As a formal goodbye to Dione, NASA's Cassini spacecraft delivered its final images of Saturn's moon.
According to BBC News, the new images are part of a goodbye tour of sorts, as Cassini's mission managers anticipate the spacecraft crashing in 2017. Cassini snapped the latest images of Dione, one more than 60 moons that orbit Saturn, from about 500km above its surface.
NASA posted the collection of photos online.
"I am moved, as I know everyone else is, looking at these exquisite images of Dione's surface and crescent, and knowing that they are the last we will see of this far-off world for a very long time to come," Carolyn Porco, Cassini imaging team lead at the Space Science Institute, Boulder, Colo., said in a press release. "Right down to the last, Cassini has faithfully delivered another extraordinary set of riches. How lucky we have been."
The Cassini-Huygens spacecraft is a collaborative effort with the European and Italian Space Agencies, as it was named after Giovanni Cassini, an Italian astronomer, and Christiaan Huygens, a Dutch scientist and mathematician.

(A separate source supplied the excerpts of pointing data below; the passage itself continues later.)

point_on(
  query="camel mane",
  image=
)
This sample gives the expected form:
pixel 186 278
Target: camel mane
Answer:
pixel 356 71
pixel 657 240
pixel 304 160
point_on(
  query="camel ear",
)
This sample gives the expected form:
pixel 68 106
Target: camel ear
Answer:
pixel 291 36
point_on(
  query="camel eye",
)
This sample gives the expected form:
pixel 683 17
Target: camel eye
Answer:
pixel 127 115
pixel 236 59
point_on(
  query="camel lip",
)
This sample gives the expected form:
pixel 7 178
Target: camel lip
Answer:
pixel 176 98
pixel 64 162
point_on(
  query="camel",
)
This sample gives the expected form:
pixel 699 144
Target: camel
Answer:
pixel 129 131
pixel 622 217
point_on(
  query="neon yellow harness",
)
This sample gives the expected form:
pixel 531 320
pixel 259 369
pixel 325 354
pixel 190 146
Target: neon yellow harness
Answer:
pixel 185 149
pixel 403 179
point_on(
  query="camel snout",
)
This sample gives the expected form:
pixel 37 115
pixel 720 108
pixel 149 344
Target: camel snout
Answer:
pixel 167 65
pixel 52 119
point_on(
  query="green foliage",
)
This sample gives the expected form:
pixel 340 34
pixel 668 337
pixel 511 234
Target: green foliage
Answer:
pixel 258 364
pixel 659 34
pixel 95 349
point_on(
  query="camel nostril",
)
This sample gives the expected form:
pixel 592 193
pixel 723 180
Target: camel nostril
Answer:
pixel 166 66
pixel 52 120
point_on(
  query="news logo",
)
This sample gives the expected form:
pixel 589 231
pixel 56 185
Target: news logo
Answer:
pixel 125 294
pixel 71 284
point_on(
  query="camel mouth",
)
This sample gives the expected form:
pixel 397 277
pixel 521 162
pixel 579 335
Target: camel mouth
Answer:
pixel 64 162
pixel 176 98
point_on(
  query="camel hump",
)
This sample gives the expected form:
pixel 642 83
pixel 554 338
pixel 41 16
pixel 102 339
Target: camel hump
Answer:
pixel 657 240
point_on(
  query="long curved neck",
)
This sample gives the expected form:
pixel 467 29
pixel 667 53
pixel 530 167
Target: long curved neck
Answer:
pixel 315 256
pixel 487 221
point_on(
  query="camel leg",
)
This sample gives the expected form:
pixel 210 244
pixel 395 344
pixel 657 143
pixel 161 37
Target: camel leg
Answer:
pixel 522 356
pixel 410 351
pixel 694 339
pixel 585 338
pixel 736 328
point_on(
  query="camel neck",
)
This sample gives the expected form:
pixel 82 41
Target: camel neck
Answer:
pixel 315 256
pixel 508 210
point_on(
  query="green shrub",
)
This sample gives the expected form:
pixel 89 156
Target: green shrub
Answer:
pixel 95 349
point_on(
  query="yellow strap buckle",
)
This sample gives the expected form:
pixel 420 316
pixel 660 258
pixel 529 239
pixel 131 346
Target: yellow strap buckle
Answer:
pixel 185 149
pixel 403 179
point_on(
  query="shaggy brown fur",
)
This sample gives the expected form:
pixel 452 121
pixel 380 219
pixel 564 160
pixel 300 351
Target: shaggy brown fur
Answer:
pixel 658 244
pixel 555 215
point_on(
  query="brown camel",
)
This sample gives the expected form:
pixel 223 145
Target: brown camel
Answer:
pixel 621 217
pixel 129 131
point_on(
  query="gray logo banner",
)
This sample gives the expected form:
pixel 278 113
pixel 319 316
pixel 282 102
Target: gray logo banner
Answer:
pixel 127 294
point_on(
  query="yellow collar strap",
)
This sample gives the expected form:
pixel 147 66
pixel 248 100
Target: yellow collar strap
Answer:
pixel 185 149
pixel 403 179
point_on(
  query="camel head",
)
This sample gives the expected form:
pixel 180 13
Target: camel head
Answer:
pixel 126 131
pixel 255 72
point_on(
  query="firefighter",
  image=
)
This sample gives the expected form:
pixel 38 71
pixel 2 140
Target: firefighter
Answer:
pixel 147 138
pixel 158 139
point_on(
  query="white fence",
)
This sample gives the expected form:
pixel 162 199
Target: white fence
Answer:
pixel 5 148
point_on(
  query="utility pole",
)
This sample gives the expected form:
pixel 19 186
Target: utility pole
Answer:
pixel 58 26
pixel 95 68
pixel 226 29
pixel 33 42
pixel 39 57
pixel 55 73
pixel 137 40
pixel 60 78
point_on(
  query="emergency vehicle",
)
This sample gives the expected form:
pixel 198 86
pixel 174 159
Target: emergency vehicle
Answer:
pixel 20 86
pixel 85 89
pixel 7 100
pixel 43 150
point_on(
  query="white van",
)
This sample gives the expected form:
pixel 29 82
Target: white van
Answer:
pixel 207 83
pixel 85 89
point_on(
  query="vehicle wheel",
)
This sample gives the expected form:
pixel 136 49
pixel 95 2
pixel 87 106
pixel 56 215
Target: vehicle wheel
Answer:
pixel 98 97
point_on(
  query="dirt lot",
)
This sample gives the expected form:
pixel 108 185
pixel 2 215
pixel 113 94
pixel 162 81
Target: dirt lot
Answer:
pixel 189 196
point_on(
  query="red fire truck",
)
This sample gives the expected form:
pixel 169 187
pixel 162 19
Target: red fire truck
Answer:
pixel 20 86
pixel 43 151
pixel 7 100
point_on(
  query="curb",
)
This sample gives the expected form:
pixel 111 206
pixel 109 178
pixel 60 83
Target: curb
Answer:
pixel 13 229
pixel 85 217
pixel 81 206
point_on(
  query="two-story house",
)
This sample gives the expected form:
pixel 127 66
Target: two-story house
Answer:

The spacecraft launched in 1997 and is expected to plummet through Saturn's rings in 2017.
"We had just enough time to snap a few images, giving us nice, high resolution looks at the surface," Tilmann Denk, a Cassini participating scientist at Freie University in Berlin, said in the release. "We were able to make use of reflected sunlight from Saturn as an additional light source, which revealed details in the shadows of some of the images."